El Pirineo oscense guarda rincones mágicos, y pocos lugares concentran tanta belleza, tradición y naturaleza como el Valle de Tena. Si solo dispones de un fin de semana, este es un itinerario ideal para conocer algunos de sus imprescindibles: pueblos de montaña, miradores espectaculares, paseos familiares entre bosques centenarios y la majestuosidad del Balneario de Panticosa.
⭐ Viernes por la tarde – Primer contacto con el valle
La llegada al valle suele producirse a media tarde. La mejor manera de empezar es con un paseo relajado que permita empaparse del ambiente pirenaico.
- Sallent de Gállego: su casco antiguo invita a callejear entre casas de piedra y tejados de pizarra, cruzar su puente medieval sobre el río Gállego y visitar la iglesia de la Asunción. Es uno de los pueblos con más encanto del Pirineo.
- Embalse de Lanuza al atardecer: a solo cinco minutos de Sallent, un paseo por la orilla del embalse regala una de las estampas más icónicas del valle, con el Midi d’Ossau y las montañas reflejándose en sus aguas tranquilas.
Una cena en Sallent o Panticosa completa la jornada, disfrutando de la gastronomía montañesa.
⭐ Sábado – Pueblos tradicionales y naturaleza en Escarrilla
Mañana: ruta en coche por pueblos con encanto
El día comienza recorriendo varios de los pueblos más auténticos del valle:
- Mirador de Hoz de Jaca: su pasarela de cristal suspendida sobre el embalse de Búbal es una experiencia vertiginosa y espectacular. Y si te atreves, la experiencia de la tirolina doble más larag de Europa
- Piedrafita de Tena: ejemplo de arquitectura pirenaica, es la puerta de entrada al bosque del Betato y al parque faunístico Lacuniacha.
- Sandiniés: diminuto y encantador, con casas de piedra y balcones floridos.
- El Pueyo de Jaca: tranquilo, a orillas del embalse, perfecto para un paseo relajado.
Tarde: paseo en Escarrilla
La tarde se dedica a la naturaleza en un recorrido fácil y muy agradecido:
- El Caxico de Escarrilla: un roble monumental con más de 600 años de historia, símbolo de fortaleza y resistencia.
- Salto de Escarrilla: una cascada escondida que sorprende por su belleza.
- Hayedo de la Silviacha: un bosque fresco y sombrío, ideal para caminar con niños y disfrutar de la tranquilidad de la montaña.
Este recorrido circular no requiere gran esfuerzo y permite descubrir rincones muy especiales.
⭐ Domingo – El Balneario de Panticosa y sus posibilidades
El último día del viaje se dedica a uno de los lugares más emblemáticos del Pirineo: el Balneario de Panticosa. Situado a 1.630 metros de altitud y rodeado de picos que superan los 3.000 metros, este circo glaciar es un espectáculo natural.

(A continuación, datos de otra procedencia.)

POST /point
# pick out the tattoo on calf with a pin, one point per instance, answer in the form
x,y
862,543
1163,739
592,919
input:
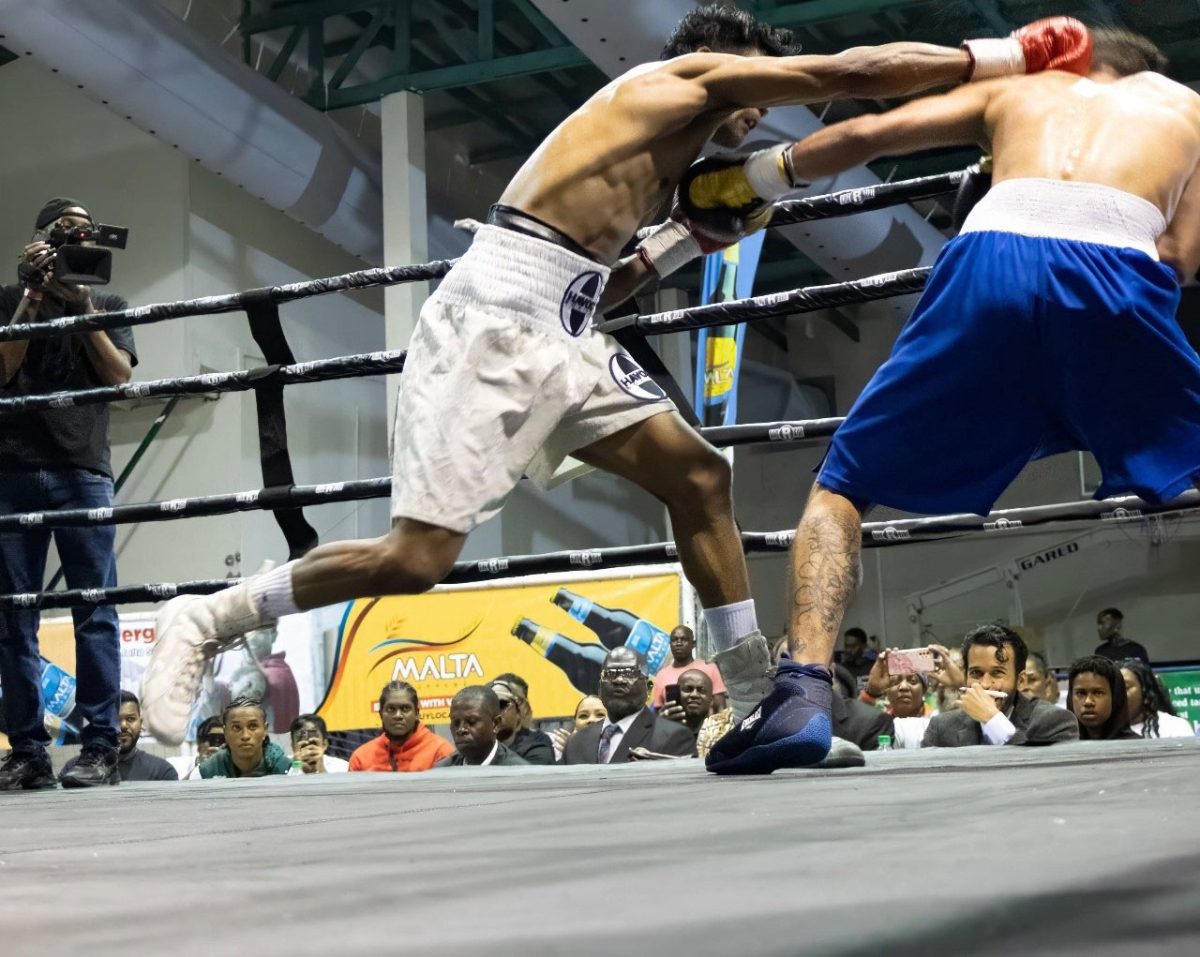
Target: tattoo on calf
x,y
826,563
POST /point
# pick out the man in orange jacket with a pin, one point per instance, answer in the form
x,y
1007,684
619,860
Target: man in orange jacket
x,y
406,745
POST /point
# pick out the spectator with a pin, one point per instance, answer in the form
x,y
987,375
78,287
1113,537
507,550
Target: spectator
x,y
695,704
994,657
856,654
209,738
249,752
1151,712
1037,680
856,721
534,747
59,458
135,764
1097,698
588,711
683,646
1114,645
475,722
406,745
629,723
310,744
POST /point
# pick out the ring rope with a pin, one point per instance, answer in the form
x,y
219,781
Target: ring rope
x,y
875,534
291,497
159,312
805,299
324,369
839,203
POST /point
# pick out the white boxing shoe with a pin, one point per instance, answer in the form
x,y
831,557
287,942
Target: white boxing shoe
x,y
190,630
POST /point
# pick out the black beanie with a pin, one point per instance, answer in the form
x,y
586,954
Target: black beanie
x,y
55,208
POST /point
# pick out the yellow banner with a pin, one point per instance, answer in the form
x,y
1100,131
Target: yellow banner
x,y
723,356
553,635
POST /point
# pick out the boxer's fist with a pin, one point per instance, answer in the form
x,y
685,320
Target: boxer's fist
x,y
1051,43
726,198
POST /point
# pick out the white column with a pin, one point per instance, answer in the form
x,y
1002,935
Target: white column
x,y
405,218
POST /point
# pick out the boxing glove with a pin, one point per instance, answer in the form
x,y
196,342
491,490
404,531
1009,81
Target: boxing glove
x,y
726,198
1050,43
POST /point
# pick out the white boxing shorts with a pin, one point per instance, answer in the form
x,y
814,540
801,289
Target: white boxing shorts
x,y
505,377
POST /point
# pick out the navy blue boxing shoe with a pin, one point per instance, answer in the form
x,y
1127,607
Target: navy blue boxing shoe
x,y
792,727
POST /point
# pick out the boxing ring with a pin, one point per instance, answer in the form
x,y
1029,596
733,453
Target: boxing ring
x,y
1077,848
286,499
1086,847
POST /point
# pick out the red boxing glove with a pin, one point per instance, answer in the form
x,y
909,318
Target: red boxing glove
x,y
1051,43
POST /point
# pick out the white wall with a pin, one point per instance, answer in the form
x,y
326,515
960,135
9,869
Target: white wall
x,y
192,233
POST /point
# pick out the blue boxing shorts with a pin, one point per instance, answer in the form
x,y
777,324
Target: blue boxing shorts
x,y
1047,325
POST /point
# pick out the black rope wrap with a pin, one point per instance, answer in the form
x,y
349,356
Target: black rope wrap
x,y
342,367
867,198
875,534
807,299
159,312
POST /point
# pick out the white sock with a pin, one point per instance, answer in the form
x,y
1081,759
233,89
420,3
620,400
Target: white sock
x,y
729,624
271,593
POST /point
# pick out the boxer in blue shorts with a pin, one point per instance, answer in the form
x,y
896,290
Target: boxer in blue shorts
x,y
1047,325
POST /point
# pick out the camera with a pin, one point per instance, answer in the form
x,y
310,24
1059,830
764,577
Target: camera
x,y
85,265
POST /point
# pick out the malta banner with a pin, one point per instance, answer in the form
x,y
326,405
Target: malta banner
x,y
552,633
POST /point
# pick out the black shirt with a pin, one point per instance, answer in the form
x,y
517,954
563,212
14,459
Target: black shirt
x,y
75,437
141,766
1120,648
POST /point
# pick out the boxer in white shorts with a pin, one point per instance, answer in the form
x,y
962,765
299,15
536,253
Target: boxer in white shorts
x,y
507,375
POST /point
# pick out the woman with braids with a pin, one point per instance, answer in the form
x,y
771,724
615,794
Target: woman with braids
x,y
1151,712
1097,698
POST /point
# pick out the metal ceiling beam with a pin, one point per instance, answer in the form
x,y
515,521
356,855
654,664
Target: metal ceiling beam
x,y
461,74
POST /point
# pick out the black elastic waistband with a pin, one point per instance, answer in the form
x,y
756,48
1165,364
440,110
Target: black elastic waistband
x,y
509,217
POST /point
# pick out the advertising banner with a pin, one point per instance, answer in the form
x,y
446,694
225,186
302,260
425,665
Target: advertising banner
x,y
553,633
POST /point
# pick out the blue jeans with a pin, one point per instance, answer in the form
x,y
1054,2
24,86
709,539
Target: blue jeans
x,y
88,561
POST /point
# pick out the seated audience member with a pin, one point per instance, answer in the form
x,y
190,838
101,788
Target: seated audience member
x,y
588,711
857,655
406,745
1151,712
683,658
132,763
310,741
695,704
1096,697
249,752
1114,645
1037,680
629,723
209,738
534,747
475,722
853,720
994,657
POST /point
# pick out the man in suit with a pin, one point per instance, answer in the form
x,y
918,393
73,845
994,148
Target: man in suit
x,y
630,723
994,657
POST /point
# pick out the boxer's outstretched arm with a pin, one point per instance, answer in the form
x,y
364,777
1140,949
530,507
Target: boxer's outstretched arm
x,y
952,120
875,72
1180,245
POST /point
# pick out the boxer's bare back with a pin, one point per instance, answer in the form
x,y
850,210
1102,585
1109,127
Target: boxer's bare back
x,y
617,160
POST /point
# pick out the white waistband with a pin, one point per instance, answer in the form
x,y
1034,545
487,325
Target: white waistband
x,y
1079,211
515,272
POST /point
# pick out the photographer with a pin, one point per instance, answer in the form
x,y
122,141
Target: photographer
x,y
51,459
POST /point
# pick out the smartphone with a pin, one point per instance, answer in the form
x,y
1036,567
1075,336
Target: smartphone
x,y
911,661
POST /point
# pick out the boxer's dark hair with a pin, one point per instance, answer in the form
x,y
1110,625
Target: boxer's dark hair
x,y
1126,53
1006,642
726,29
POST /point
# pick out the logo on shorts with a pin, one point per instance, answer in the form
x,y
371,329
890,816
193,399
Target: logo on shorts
x,y
580,301
634,379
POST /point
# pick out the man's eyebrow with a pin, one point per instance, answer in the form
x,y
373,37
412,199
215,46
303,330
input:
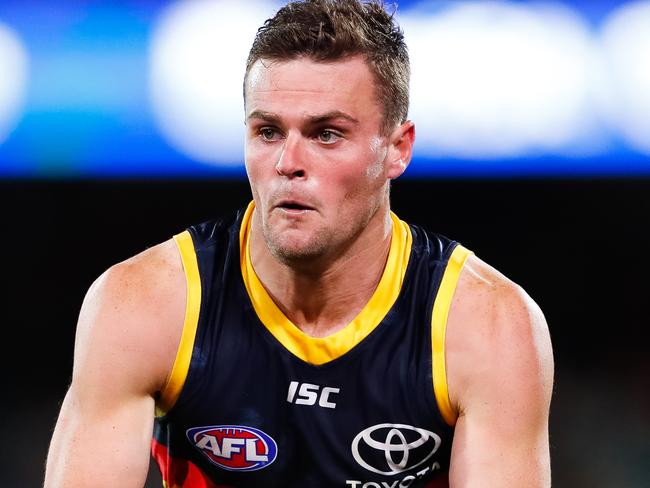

Desde aquí se pueden plantear dos planes diferentes según las ganas y la condición física:
- Opción 1: Excursión a los ibones de Bachimaña
Un sendero bien señalizado remonta el valle en paralelo al río Caldarés hasta llegar a los ibones de Bachimaña. Se tarda alrededor de 1h 30’–2h en la subida, pero el esfuerzo se ve recompensado con unas vistas de alta montaña inolvidables. - Opción 2: Plan familiar más relajado
Un paseo alrededor del ibón de Baños permite disfrutar del entorno del Balneario sin apenas esfuerzo. Después, se puede visitar el Parque Faunístico Lacuniacha (en Piedrafita de Tena), donde los animales del Pirineo viven en semi-libertad. Es una actividad ideal para familias con niños.
✅ Consejos prácticos para disfrutar al máximo
- Llevar calzado cómodo y agua en todas las excursiones.
- El tiempo en alta montaña puede cambiar rápidamente: recomendable llevar una prenda de abrigo ligera incluso en verano.
- El Mirador de Hoz de Jaca cuenta con aparcamiento cercano.
- Para Lacuniacha es mejor reservar entrada con antelación, especialmente en temporada alta.
- Las rutas del sábado (Escarrilla) y el Bosque del Betato son muy asequibles, ideales para familias y personas sin hábito montañero.
🌄 Un fin de semana que deja huella
El Valle de Tena combina paisajes de montaña únicos, pueblos que conservan su esencia tradicional y rutas accesibles para toda la familia. En solo tres días es posible vivir experiencias muy variadas: desde un atardecer inolvidable en Lanuza hasta la majestuosidad del Balneario de Panticosa. Un lugar al que, sin duda, siempre apetece volver.